Traffic change/recertification requests validation
This topic gives a closer look into traffic change/recertification requests validation results.
Change validation results
Note: If traffic is not routed through the device, validation will pass.
Traffic change/recertification requests validation results are presented in the following sections:
General for all traffic lines
General validation status
The general validation status appears at the top right of the sub request screen. It summarizes the validation results of all traffic lines in the sub request:
- ü Validation succeeded for validation success of all traffic lines.
- X Validation Failed for validation failure on any traffic line.
Objects validation
The objects validation section validates that every network object/group and service object/group, that were recommended to be created in the work order recommendation were created correctly.
-
ü New object validation successful.
ü New objects were created successfully.
-
X New objects validation failed.
X There are objects that have not been defined correctly.
In order to see details per object, click Show details.
If there is a failure, hover your mouse over the X icon in the table to see a tool tip explaining the failure reason.
Per traffic line:
Query results
FireFlow runs a Traffic Simulation Query on the traffic requested to be allowed/blocked on each traffic line and presents the results, whether traffic is allowed or blocked.
You can click Find out why to see details of the Traffic Simulation Query results .
Work order/ policy comparison
The Work order/ policy comparison section describes the work order recommendation and the policy comparison result.
In order to see the rule(s) comparison details, click Show details.
The table displayed shows the most relevant rule(s) found for the current traffic line. These rules are compared to the work order recommendation and are displayed according to their match level:
Rule matching levels | Work order recommendation and the actual policy rule: |
Perfectly matched | Match perfectly. |
Wider matched | Policy rule added/modified is more permissive (in one or more of the fields) than rule. |
Partially matched | Policy rule added/modified is less permissive. |
Matched by comment | No relevant rule is found by the common logic. The rule is matched by its comment. |
In addition, a Recommendation Compatibility Check table appears, if relevant, providing details regarding rule fields comparison.

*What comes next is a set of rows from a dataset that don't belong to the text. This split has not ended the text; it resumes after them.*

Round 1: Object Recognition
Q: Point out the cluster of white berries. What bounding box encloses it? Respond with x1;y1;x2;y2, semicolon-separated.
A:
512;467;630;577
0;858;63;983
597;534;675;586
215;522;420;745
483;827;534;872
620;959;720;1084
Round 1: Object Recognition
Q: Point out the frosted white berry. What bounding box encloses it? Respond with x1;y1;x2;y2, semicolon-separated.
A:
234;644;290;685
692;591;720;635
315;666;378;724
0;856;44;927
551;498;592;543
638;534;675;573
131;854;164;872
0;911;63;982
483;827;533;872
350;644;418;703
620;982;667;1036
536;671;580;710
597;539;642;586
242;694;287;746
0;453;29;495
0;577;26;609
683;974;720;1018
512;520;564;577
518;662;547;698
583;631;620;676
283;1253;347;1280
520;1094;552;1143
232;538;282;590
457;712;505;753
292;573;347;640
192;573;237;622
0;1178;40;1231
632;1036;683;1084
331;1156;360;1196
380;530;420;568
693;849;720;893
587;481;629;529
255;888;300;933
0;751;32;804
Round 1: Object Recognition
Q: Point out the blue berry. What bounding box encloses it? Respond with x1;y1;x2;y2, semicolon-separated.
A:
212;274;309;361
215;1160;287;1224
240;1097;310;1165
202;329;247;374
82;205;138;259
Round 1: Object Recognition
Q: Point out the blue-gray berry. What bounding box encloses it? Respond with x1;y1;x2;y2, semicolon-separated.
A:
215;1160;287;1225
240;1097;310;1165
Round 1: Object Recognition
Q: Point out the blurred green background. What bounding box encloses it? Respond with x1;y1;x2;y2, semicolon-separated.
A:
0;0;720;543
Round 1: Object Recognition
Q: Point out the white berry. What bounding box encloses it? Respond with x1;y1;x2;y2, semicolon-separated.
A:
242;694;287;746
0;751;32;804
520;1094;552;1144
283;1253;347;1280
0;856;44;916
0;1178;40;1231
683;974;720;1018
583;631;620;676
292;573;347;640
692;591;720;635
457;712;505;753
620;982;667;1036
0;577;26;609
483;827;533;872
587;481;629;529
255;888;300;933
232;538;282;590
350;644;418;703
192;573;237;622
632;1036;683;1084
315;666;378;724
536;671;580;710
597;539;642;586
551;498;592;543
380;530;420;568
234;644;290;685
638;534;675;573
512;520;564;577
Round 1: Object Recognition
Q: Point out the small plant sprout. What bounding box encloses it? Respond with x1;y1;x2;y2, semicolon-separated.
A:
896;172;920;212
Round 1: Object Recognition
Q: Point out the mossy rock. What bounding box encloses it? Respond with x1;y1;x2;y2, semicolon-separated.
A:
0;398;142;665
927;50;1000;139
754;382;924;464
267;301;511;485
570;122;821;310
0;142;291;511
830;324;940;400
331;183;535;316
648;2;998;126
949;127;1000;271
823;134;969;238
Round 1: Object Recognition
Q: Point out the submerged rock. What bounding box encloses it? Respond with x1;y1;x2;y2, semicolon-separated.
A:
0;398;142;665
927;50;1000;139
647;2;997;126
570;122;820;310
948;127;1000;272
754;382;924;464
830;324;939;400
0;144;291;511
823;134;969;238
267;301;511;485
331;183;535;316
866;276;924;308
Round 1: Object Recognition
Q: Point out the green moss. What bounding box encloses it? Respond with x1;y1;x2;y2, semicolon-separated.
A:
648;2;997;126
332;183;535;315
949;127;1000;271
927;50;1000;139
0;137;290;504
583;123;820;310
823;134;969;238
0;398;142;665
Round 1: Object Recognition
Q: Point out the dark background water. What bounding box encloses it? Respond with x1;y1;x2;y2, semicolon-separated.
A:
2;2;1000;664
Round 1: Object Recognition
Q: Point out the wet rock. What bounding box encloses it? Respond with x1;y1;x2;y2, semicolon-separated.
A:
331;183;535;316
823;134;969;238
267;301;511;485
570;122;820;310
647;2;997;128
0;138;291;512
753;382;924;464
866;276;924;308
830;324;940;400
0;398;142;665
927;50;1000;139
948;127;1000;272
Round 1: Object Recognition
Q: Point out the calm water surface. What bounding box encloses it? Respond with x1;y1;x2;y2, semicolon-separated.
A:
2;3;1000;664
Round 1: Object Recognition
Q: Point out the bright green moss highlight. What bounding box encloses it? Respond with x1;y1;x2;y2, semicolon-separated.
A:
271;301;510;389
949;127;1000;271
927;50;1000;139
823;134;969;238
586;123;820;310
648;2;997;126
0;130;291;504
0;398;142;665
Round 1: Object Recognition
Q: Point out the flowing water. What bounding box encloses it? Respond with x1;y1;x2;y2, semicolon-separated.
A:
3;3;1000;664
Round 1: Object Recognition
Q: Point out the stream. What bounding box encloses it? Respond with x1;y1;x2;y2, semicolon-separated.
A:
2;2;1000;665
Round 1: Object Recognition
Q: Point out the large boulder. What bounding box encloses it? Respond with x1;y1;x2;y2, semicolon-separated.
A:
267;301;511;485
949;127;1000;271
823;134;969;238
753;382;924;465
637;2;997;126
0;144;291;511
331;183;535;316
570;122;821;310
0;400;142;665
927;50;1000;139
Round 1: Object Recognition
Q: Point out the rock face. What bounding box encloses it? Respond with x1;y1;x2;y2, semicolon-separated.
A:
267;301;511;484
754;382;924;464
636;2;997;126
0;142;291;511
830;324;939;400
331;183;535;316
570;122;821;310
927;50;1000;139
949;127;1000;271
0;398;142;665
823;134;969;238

If there is a failure, hover your mouse over the X icon in the table to see a tool tip explaining the failure reason.
Note: By default, a discrepancy in object names will not cause validation to fail. For more details, see Change validation parameters.
Common validation results
Result | explanation |
Allow"/”Drop” traffic. Validation succeeds if the traffic simulation query indicates the planned traffic for the line is allowed/blocked, and the change on the device perfectly matches the work order recommendation. Recertify traffic. Validation succeeds if the traffic simulation query indicates the planned traffic for the line is blocked, and no rule exists on the device with the relevant ID. Custom Field Validation Result Details will contain SUCCESS. Custom Field Change Validation Result will contain The change was implemented as planned. |
|
Allow/Drop traffic. Validation fails if the traffic simulation indicates the planned traffic for the line is partially or fully blocked/allowed accordingly. Custom Field Validation Result Details will contain FAIL. Custom Field Change Validation Result will contain The change is not fully implemented on the device. |
|
Allow/Drop traffic.. Validation fails if the traffic simulation query indicates the planned traffic for the line is allowed/blocked as expected, but the work order comparison indicates that the change was not implemented as recommended. This may happen when traffic is more permissive or covered by several rules. Custom Field Validation Result Details will contain QUERY_ONLY_SUCCESS. Custom Field Change Validation Result will contain The change is not fully implemented on the device. |
Why validation fails even when implementation is correct
It may occur that change validation fails even when the work order was implemented as specified.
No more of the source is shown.